Leadership Institute Challenges Students to Think Globally
By Gabrielle FinleyNEW YORK
For Charles Reynolds, attending the Goldman Sachs Global Leadership Institute last month was a humbling experience, one that opened his eyes to a more culturally diverse world.
“There are many interesting people around the world that are trying to make a difference,” says Reynolds, a junior finance major at Howard University in Washington. “It’s a humbling experience to meet with different leaders around the world. You start to realize that there are problems that you don’t see in the United States … there are things that we take for granted.”
Since its inception in July 2001, the Goldman Sachs Global Leadership Institute, sponsored by the Goldman Sachs Foundation and the Institute of International Education, has helped many students like Reynolds begin to think more in-depth about international affairs.
Based in New York, the institute brings students from different countries together for one week to build relationships and discuss major global issues. The program also includes workshops on the challenges of leadership and leadership simulation.
Faculty from Morehouse College, a historically Black institution in Atlanta, led a series of interactive workshops on leadership simulation throughout the program last month. The workshops provided students with different frameworks for leadership and focused on the ethics of leadership. Student groups were presented with different ethical issues and asked to confer with group members and present a solution.
A focus on terrorism was included in the workshop line-up this year in response to the Sept. 11 attacks. In the workshop, “Challenged to Leadership in the 21st Century — The Hurdles Presented by Terrorism,” three cultural perspectives were given on the issue of terrorism as a global issue.
Dr. John Esposito, founding director of the Center for Muslim-Christian Understanding at Georgetown University, shared his beliefs on why Americans don’t understand terrorism and explained that we are the only country in the world that, before Sept.11, hadn’t experienced terrorism; Dr. Mahnaz Ispahani, senior fellow at the Council on Foreign Relations, discussed how women can create a stable and ethical framework within their families, communities and ultimately the nation to combat terrorism; and Dr. Gwendolyn Mikell, director of the African Studies Program in the School of Foreign Service and professor of anthropology at Georgetown University, offered her perspective on how Africa is dealing with terrorism in the face of political divisiveness.
The exposure the students receive from the workshops and other students is what makes the leadership institute a beneficial experience, says Garry Jenkins, chief operating officer of the Goldman Sachs Foundation.
“We’re taking students who have demonstrated a talent as university college sophomores. They’re exchanging ideas with students coming from 22 different countries. It’s the exposure that we think is going to be an experience,” Jenkins says.

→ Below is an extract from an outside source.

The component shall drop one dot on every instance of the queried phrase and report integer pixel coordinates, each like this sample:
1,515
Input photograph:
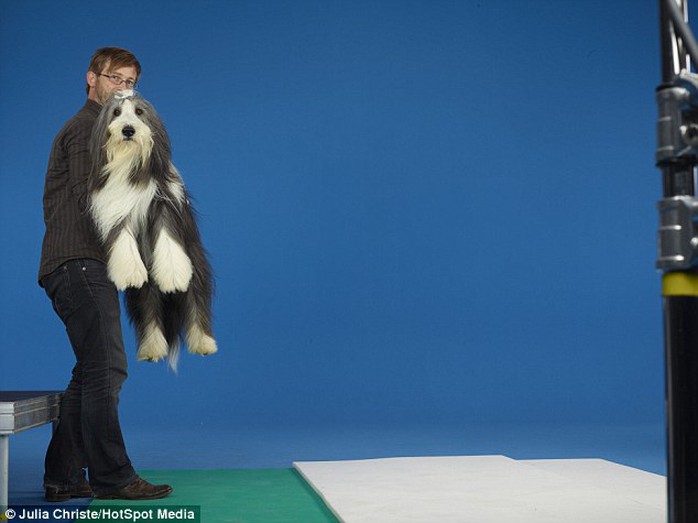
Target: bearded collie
146,223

Among the 50 students chosen to attend the institute, two African American students, Reynolds and Donielle Newell, and a U.S. student from Senegal, Africa, Yakhara Sembene, were in attendance. For these three students in particular, the leadership institute served as an experience that opened communication lines among different cultures and underscored values, allowing the students to collaborate on solutions to global issues.
Newell, a junior biomechanical engineering major at Stanford University, says international issues are much more complex than she imagined and as a result has learned to think more on a “global level.”
“Things can’t be solved overnight … I’ve learned that. We had to come to a consensus with a different group of people, and I had to be able to see their perspectives and step out of my comfort zone,” Newell says.
Sembene, a junior economics and mathematics major at Smith College, says her previous views and values have been reinforced by her participation in the institute.
“My views have been fortified. Being in this type of environment is very stimulating, just seeing the approach of the problems and ideas. You get a lot of knowledge, and it’s an eye-opener. It was amazing the type of ideas people had,” Sembene says.
Newell also learned that listening is an intricate part of being a good leader.
“It is important to listen to other people and to step out of your experience to learn someone else’s. Leadership is something you learn from all different experiences,” Newell says. “Sometimes being from a developed country you want to take on a paternalistic responsibility and impose those views on others. You have to respect that imposing is not helping or leading the country. It’s really important to learn people’s values and cultures and the role that their culture plays in their lives,” Newell adds.
Reynolds says the networking and building of relationships was the real benefit of attending the institute.
“You get to network with people from around the world. You draw from other skills that people have and develop your own.”